Kilkanaście lat temu mało kto uwierzyłby, że rynek telefonów komórkowych może funkcjonować bez udziału Nokii. W 2018 roku nikomu nie śniło się, że Huawei kilka lat później spadnie z pozycji smartfonowego lidera. Czy kolejnym „niemożliwym scenariuszem” będzie odejście chińskich producentów pokroju Xiaomi, OnePlus, Realme czy Vivo od rozwiązań Google?
USA vs Chiny
Pierwszą kadencję Donalda Trumpa jako prezydenta Stanów Zjednoczonych fani elektroniki zapamiętają przede wszystkim z nałożenia sankcji na chińskie firmy. Wśród ZTE, Hikvision czy Dahua znalazł się również mobilny gigant – Huawei. Z roku na rok pojawiało się coraz więcej ograniczeń i można powiedzieć, że amerykanie dopięli swego – firma przestała być trzecią siłą w smartfonowym świecie i obecnie jej globalne udziały ocenia się na ok. 2,7%.
Za nami ponad 100 dni drugiej kadencji Trumpa i wszystko wskazuje na to, że prędko nie odpuści Chinom na polu ekonomicznym. Wysokie cła na produkty z Państwa Środka nadal są podtrzymywane i nie wiadomo, kiedy sytuacja ulegnie zmianie. Niepewność co do tego, co jeszcze wymyśli obecna amerykańska administracja, najprawdopodobniej sprawiła, że chińscy giganci mogą szykować plan awaryjny.

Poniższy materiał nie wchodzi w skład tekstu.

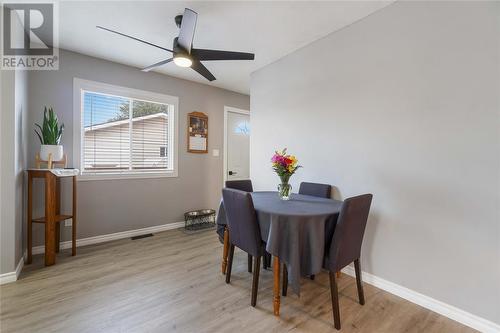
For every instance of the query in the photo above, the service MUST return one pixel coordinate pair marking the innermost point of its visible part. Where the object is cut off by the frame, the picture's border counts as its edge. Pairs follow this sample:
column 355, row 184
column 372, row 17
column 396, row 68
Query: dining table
column 296, row 232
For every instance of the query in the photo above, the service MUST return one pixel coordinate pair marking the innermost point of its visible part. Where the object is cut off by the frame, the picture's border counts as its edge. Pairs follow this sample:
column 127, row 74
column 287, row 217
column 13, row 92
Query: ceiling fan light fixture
column 183, row 61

Xiaomi, Realme, Vivo i inni bez Google?
Jednym ze źródeł sugestii dotyczących działań chińskich producentów urządzeń mobilnych jest serwis XiaomiTime. Autor artykułu sugeruje, że Xiaomi oraz BBK Group, do której należą takie marki, jak Oppo, Realme, Vivo i OnePlus, mogą rozważać porzucenie Androida i odcięcie się od Google w przyszłości. Czy taki scenariusz jest w ogóle możliwy?
Warto zwrócić uwagę na dwa elementy. Pierwszy z nich to autorskie rozwiązania i know-how. Platforma HarmonyOS rozwijana przez Huawei porzuciła już wsparcie dla aplikacji napisanych na Androida. HyperOS 3 ma natomiast być pierwszą wersją systemu Xiaomi, która będzie badała opcje „życia” bez usług Google. Nie wiadomo, czy Huawei, chętny na utarcie nosa USA, nie podzieliłby się z innymi chińskimi producentami swoimi rozwiązaniami – kompilatorem Ark, mapami Petal, itp.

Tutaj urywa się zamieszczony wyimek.